Katsaras [14] defined a fuzzy norm on a vector space to construct a fuzzy vector topological structure on the space. Some mathematicians have defined fuzzy norms of a vector space from various points of view (see [1520]).

Bag and Samanta [21], following Cheng and Mordeson [22], gave an idea of fuzzy norm in such a manner that the corresponding fuzzy metric is of Karmosil and Michalek [23].

A number of mathematicians have extensively investigated the stability problems of several functional equations, and they obtained many interesting results concerning the problem (for instance [2438]).

In this article, we extend general fuzzy normed spaces to fuzzy β-normed spaces and prove the Hyers-Ulam-Rassias stability of the orthogonally quartic functional equation (1.1) in this kind of spaces by two different methods: the fixed point and direct methods.

Now we introduce the concept of a fuzzy β-normed vector space and associated concept of a fuzzy β-norm, followed by some examples to show the validity of the notion.

Definition 1.2

Let X be a real vector space.
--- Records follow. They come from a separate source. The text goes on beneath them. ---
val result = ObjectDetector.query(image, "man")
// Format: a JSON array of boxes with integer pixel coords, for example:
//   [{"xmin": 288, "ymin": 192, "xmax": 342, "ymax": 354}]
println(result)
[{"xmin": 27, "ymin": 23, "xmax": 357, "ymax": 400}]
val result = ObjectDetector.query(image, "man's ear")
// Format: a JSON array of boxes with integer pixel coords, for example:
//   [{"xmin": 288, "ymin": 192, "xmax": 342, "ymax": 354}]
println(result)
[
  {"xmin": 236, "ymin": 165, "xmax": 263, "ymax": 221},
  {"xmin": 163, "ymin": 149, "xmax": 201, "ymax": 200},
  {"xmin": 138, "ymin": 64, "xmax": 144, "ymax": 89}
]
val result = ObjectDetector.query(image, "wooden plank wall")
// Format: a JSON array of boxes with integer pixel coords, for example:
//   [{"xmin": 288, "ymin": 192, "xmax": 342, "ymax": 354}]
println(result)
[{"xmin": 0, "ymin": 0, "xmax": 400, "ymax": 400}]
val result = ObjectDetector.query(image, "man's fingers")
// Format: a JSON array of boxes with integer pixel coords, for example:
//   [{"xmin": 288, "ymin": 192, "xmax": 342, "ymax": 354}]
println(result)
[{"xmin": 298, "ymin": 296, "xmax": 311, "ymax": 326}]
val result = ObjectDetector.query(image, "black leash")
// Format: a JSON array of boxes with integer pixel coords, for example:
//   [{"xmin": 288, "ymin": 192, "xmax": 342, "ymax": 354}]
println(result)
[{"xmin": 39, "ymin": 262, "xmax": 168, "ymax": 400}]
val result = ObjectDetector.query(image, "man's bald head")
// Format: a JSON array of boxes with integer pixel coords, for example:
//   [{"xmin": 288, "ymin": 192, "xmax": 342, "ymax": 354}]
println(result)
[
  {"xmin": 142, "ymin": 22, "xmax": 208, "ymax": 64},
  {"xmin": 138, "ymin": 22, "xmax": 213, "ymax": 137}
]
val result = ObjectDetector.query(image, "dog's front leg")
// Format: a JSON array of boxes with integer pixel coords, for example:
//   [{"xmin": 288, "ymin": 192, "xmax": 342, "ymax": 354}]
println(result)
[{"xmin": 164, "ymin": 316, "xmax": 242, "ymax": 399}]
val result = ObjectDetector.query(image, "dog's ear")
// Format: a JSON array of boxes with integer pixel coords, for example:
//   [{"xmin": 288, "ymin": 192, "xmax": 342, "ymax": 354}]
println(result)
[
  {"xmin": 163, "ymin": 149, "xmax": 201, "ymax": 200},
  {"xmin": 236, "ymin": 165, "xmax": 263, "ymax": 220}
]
A function \(N_{\beta} : X \times\mathbb{R} \rightarrow[0,1]\) is called a fuzzy β-norm on X with \(0 < \beta\leq1\) if for all \(x,y \in X \) and \(s,t \in\mathbb{R} \),
  1. (N1)

    \(N_{\beta}(x,t)=0 \) for \(t \leq0 \);

     
  2. (N2)

    \(x=0\) if and only if \(N_{\beta}(x,t)=1\) for all \(t>0\);

     
  3. (N3)

    \(N_{\beta}(cx,t)=N_{\beta} ( x,\frac{t}{\vert c\vert ^{\beta}} )\) if \(c \neq0\);

     
  4. (N4)

    \(N_{\beta}(x+y,s+t)\geq \min \{N_{\beta}(x,s),N_{\beta}(y,t)\}\);

     
  5. (N5)

    \(N_{\beta}(x,\cdot)\) is a non-decreasing function of \(\mathbb {R}\) and \(\lim_{t\rightarrow\infty}N_{\beta}(x,t)=1\);

     
  6. (N6)

    for \(x \neq0\), \(N_{\beta}(x,\cdot)\) is continuous on \(\mathbb {R}\).

     
The pair \((X,N_{\beta})\) is called a fuzzy β-normed vector space.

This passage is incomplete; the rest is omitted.